Their second introduction to reality is charging. If you are sleeping, and can sleep well knowing your electric car charging is equivalent load to an entire extra house on the grid, long charging times are fine, but it makes long trips a source of anxiety for most.

When the 1980s-era lithium-ion batteries that power electric vehicles are being charged, lithium ions migrate from one side of the device, the cathode, to the other, the anode. By making the lithium ions migrate faster, the battery is charged more quickly, but sometimes the lithium ions don’t fully move into the anode. In this situation, lithium metal can build up, and this can trigger early battery failure. It can also cause the cathode to wear and crack. All of these issues will reduce the lifetime of the battery and the effective range of the vehicle — expensive and frustrating consequences for drivers.

One solution is to tailor the charging protocol in a way that optimizes speed while avoiding damage for the many different types of battery designs currently used in vehicles but each solution is unique and developing optimal protocols requires a huge amount of data on how various methods affect these devices’ lifetimes, efficiencies and safety.
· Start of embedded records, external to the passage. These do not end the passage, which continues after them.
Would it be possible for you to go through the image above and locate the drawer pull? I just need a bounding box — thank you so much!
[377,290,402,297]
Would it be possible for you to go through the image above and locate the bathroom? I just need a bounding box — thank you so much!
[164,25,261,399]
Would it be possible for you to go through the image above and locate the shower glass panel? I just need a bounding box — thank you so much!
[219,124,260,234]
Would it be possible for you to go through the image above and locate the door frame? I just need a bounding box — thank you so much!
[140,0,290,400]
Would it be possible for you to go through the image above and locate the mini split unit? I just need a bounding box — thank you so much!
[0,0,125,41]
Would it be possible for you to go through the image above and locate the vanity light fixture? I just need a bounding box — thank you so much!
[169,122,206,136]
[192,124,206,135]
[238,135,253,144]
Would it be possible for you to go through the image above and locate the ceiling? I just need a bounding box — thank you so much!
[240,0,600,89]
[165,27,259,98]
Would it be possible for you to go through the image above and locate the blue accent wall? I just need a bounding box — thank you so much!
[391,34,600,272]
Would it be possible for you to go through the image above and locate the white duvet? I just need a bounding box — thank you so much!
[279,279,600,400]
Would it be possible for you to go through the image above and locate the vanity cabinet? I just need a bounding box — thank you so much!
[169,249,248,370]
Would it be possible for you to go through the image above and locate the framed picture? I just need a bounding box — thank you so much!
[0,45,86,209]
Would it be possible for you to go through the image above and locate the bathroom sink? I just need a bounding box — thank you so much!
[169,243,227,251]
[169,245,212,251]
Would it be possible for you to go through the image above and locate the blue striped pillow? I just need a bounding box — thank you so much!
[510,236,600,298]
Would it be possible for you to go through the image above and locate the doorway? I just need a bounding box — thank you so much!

The design and condition of batteries, as well as the feasibility of applying a given charging protocol with the current electric grid infrastructure, are also key variables.

Yet if people are going to use electric cars as more than a gimmick, we need better batteries or faster charging. machine learning techniques that incorporate charging data to create unique charging protocols. By inputting information about the condition of many lithium-ion batteries during their charging and discharging cycles, scientists reporting at the ACS meeting today say trained the machine learning analysis to predict lifetimes and the ways that different designs would eventually fail. The team then fed that data back into the analysis to identify and optimize new protocols that they then tested on real batteries.

“We’ve significantly increased the amount of energy that can go into a battery cell in a short amount of time,” says Eric Dufek, Ph.D. of Idaho National Laboratory. “Currently, we’re seeing batteries charge to over 90% in 10 minutes without lithium plating or cathode cracking.”

Going from a nearly dead battery to one at 90% power in only 10 minutes is a far cry from current methods, which, at best, can get an electric vehicle to full charge in about half an hour. While many researchers are looking for methods to achieve this sort of super-fast charging, Dufek says that one advantage of their machine learning model is that it ties the protocols to the physics of what is actually happening in a battery.

The researchers plan to use their model to develop even better methods and to help design new lithium-ion batteries that are optimized to undergo fast charging. Dufek says that the ultimate goal is for electric vehicles to be able to “tell” charging stations how to power up their specific batteries quickly and safely.